Quotes from On the Road (Everyday Inspiration, Day 12)

So the task for Day 12 of Everyday Inspiration was Critique a Piece of Work and honestly I didn’t want to write a full-on critique, I’ve already learned that I’m not much of a book-reviewer and doing a write-up on a movie or a song didn’t sound appealing either, so I’ll calling this my post for the challenge.

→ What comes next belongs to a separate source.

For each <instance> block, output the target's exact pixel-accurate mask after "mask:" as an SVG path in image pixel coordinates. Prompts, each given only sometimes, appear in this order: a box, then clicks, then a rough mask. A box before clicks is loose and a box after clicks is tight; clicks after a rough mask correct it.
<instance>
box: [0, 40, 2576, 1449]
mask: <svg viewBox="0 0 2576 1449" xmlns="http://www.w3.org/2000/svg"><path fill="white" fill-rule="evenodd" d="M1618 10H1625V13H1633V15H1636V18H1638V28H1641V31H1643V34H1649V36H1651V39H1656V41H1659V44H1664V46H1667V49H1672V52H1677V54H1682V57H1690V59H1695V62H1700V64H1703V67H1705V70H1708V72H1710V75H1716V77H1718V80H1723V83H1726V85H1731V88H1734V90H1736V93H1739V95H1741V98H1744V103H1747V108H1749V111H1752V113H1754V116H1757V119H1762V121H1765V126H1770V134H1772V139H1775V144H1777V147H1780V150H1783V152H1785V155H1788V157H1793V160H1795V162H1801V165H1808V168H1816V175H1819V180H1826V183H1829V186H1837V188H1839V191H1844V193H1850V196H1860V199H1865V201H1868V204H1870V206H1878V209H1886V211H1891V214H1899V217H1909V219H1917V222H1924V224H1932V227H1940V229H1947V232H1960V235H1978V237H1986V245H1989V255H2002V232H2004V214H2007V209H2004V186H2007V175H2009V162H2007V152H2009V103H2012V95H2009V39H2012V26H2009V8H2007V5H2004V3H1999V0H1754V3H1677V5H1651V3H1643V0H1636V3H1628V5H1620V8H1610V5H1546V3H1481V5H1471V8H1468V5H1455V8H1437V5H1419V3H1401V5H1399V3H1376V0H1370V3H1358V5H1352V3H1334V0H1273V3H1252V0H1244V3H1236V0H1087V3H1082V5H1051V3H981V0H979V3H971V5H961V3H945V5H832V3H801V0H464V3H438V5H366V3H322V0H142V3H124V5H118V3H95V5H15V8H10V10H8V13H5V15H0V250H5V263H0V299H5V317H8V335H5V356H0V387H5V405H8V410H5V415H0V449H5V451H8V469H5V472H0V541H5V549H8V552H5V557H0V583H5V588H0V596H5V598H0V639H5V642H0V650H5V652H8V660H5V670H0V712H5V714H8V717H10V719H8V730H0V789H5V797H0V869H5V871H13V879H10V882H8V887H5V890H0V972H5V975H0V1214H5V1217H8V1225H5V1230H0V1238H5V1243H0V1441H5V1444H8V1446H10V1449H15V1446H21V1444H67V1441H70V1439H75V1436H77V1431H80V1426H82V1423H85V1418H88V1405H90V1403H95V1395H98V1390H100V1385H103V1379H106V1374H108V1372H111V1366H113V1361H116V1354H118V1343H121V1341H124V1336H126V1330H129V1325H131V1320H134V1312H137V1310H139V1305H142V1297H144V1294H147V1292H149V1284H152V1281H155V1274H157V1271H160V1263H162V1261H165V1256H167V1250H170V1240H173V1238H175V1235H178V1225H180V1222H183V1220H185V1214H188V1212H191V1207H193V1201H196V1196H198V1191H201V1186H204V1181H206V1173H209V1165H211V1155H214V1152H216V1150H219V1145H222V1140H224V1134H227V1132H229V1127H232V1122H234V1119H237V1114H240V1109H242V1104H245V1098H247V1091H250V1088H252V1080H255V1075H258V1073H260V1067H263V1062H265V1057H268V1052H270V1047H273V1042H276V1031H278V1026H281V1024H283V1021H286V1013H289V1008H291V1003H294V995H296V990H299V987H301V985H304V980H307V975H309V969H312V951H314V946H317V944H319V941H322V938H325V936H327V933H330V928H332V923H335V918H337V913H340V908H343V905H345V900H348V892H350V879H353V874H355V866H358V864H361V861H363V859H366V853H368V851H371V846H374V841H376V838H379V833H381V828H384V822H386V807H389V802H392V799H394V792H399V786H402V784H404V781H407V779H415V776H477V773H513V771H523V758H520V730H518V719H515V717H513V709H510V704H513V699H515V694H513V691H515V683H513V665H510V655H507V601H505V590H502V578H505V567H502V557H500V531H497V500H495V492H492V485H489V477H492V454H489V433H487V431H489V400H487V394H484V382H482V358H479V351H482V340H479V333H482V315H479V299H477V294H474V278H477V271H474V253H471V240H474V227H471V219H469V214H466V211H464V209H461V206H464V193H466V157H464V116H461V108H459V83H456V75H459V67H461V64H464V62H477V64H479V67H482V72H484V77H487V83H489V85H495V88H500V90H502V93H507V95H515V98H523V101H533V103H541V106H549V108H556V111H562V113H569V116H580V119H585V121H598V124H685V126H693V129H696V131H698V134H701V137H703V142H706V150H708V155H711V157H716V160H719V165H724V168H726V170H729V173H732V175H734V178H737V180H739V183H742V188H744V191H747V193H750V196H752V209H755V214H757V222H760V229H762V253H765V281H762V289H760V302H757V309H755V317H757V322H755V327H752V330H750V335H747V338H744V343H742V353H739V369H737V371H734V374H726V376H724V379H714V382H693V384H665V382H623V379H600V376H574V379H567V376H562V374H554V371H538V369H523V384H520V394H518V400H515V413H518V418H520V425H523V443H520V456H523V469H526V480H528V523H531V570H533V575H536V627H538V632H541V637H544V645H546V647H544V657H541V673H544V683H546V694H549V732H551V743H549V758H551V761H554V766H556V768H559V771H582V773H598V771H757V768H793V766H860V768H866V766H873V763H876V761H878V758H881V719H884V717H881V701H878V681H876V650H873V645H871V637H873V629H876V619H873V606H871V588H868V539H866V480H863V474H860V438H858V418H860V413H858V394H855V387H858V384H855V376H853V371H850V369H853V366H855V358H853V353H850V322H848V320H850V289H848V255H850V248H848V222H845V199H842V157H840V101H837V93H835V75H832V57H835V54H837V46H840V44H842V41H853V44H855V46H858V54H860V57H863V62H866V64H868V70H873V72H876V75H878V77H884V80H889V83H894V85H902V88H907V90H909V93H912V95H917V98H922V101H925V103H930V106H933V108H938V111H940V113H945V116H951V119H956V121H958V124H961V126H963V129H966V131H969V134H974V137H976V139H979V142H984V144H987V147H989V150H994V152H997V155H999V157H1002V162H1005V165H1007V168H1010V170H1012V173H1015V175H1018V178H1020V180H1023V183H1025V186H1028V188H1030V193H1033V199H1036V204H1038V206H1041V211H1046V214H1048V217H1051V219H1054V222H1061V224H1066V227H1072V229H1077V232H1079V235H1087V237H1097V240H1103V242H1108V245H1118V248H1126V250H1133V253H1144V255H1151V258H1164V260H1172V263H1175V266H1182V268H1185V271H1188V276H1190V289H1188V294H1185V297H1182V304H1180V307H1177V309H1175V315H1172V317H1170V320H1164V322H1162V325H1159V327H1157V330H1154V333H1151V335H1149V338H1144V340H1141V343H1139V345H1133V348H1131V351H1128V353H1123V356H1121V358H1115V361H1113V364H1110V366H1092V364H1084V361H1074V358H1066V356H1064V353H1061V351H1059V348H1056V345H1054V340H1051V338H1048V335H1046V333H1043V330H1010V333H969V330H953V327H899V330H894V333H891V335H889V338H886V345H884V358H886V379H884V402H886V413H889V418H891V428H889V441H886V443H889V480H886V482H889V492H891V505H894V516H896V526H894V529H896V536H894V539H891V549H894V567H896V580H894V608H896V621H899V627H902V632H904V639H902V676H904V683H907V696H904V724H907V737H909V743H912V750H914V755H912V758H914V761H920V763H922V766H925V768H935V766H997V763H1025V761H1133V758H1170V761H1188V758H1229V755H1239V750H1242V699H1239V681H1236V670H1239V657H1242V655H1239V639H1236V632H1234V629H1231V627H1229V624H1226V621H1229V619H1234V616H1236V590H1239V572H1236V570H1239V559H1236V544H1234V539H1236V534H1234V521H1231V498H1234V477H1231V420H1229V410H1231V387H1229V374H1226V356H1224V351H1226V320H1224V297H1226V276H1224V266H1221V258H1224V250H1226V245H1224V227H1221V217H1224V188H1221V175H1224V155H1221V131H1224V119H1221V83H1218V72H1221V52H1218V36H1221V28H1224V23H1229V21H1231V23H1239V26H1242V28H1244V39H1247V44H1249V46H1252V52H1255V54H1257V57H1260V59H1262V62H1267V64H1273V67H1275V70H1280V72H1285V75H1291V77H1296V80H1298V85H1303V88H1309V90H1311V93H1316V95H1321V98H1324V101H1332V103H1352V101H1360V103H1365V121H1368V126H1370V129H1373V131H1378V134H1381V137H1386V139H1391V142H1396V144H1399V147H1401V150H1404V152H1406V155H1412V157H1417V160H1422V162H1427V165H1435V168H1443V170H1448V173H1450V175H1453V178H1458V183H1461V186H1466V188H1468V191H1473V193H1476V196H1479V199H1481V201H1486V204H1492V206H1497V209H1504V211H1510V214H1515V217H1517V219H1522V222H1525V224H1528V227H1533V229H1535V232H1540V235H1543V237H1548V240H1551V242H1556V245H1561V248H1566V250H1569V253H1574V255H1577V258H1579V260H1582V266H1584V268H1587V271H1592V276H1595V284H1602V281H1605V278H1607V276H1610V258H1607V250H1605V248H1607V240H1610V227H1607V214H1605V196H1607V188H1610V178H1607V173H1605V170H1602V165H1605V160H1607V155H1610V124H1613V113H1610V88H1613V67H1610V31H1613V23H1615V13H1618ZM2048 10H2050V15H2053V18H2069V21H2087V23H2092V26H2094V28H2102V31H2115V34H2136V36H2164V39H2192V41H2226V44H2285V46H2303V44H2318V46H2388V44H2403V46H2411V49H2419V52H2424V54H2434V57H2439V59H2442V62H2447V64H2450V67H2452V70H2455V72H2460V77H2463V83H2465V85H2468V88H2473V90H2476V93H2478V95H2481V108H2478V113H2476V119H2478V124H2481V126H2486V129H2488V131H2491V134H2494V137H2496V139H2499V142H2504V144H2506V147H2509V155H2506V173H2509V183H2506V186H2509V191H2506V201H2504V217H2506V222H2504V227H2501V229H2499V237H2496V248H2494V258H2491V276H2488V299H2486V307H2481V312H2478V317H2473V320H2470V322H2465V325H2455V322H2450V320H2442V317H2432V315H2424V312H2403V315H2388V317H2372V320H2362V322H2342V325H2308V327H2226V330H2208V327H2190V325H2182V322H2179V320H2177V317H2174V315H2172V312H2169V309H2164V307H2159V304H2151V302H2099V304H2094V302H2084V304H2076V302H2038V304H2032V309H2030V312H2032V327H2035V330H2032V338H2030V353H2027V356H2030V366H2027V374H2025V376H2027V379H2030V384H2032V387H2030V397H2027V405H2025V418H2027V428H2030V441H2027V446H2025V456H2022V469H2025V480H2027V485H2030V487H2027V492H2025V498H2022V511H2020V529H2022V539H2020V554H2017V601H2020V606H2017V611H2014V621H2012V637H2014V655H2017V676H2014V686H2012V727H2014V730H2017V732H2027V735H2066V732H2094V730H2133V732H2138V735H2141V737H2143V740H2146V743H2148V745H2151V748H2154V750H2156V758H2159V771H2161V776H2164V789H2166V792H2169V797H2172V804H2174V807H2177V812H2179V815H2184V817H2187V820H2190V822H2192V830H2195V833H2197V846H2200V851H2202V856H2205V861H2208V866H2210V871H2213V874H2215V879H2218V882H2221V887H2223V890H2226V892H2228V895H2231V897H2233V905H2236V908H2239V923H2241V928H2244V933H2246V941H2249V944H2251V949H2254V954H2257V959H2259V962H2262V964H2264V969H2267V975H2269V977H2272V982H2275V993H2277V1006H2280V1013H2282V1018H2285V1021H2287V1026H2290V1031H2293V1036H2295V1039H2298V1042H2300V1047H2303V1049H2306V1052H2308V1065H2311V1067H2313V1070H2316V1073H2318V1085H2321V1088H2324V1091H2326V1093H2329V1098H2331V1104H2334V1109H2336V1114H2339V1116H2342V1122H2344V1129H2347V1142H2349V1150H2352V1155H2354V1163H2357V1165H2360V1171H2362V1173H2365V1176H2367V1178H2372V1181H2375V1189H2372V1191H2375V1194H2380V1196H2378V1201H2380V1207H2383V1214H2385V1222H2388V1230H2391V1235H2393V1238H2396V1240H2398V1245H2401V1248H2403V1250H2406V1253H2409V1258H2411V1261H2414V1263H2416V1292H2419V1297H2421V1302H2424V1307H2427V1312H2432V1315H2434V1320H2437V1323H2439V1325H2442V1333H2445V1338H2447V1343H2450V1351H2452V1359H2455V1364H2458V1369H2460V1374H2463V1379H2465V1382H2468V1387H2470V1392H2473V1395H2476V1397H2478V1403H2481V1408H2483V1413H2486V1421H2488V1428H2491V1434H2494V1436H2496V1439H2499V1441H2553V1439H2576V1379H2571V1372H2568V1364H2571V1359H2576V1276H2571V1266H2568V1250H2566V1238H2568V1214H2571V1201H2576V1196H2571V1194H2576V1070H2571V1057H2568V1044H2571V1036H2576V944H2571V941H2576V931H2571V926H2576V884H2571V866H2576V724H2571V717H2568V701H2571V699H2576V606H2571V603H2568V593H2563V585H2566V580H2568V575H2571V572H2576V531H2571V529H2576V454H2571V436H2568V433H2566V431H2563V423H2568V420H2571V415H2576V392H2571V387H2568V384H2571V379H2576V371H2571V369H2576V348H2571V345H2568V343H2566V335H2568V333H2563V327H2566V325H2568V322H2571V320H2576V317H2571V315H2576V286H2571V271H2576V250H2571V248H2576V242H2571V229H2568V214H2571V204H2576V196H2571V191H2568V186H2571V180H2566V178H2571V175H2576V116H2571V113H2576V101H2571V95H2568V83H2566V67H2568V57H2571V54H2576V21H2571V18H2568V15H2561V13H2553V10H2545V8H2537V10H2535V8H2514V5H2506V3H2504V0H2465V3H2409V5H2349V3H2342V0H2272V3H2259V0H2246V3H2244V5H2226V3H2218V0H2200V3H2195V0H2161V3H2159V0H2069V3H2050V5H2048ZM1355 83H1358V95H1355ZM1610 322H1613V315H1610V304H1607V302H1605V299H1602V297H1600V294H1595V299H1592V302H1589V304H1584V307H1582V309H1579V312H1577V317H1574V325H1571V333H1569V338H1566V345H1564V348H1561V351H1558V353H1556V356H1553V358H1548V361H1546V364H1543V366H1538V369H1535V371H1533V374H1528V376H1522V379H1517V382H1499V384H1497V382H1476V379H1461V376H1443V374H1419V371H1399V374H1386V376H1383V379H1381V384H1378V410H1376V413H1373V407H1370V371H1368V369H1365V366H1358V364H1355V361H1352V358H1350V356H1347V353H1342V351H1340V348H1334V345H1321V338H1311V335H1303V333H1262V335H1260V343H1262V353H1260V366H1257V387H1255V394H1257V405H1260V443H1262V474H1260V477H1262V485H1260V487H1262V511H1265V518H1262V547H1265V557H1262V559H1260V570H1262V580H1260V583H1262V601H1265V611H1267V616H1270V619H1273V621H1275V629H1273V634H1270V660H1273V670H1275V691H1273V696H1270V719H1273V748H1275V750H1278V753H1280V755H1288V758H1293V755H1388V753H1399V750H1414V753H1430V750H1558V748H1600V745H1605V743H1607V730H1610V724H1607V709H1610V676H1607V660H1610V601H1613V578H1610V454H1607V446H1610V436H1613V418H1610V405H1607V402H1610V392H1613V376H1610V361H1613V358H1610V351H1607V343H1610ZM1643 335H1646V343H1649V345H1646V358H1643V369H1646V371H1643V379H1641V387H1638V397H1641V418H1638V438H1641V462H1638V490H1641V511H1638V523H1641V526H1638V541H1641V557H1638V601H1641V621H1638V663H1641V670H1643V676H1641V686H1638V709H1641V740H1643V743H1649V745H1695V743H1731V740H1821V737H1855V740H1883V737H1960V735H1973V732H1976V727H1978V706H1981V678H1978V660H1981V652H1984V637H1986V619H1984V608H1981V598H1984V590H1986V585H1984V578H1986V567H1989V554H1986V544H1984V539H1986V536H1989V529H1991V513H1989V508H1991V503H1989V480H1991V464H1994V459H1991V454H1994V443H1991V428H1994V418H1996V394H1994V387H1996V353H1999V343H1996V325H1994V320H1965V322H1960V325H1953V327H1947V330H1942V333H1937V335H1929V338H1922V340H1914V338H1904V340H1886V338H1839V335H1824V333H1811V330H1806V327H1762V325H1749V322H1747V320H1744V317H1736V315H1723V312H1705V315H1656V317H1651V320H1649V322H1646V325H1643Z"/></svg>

A few weeks ago I started reading Jack Kerouac’s On the Road, tonight I am just pages from finishing it. It has been a pretty intense read. And my two year old now picks the book up off the coffee table and says “Jack Care-oh-wack” in his precious little voice, it’s pretty darn cute. Well anyways, I wanted to share a few of my favorite quotes from the book:

  • “Boys and girls in America have such a sad time together; sophistication demands that they submit to sex immediately without proper preliminary talk. Not courting talk- real straight talk about souls, for life is holy and every moment is precious.”
  • “What is that feeling when you’re driving away from people and they recede on the plain till you see their specks dispersing? -it’s the too-huge world vaulting us, and it’s good-by. But we lean forward to the next crazy venture beneath the skies.”
  • “Dean took out other pictures. I realized these were all the snapshots which our children would like look at someday with wonder, thinking their parents had lived smooth, well-ordered, stabilized-within-the-photo lives and got up in the morning to walk proudly on the sidewalks of life, never dreaming the raggedy madness and riot of our actual lives, or actual night, the hell of it, the senseless nightmare road. All of it inside endless and beginningless emptiness. Pitiful forms of ignorance.”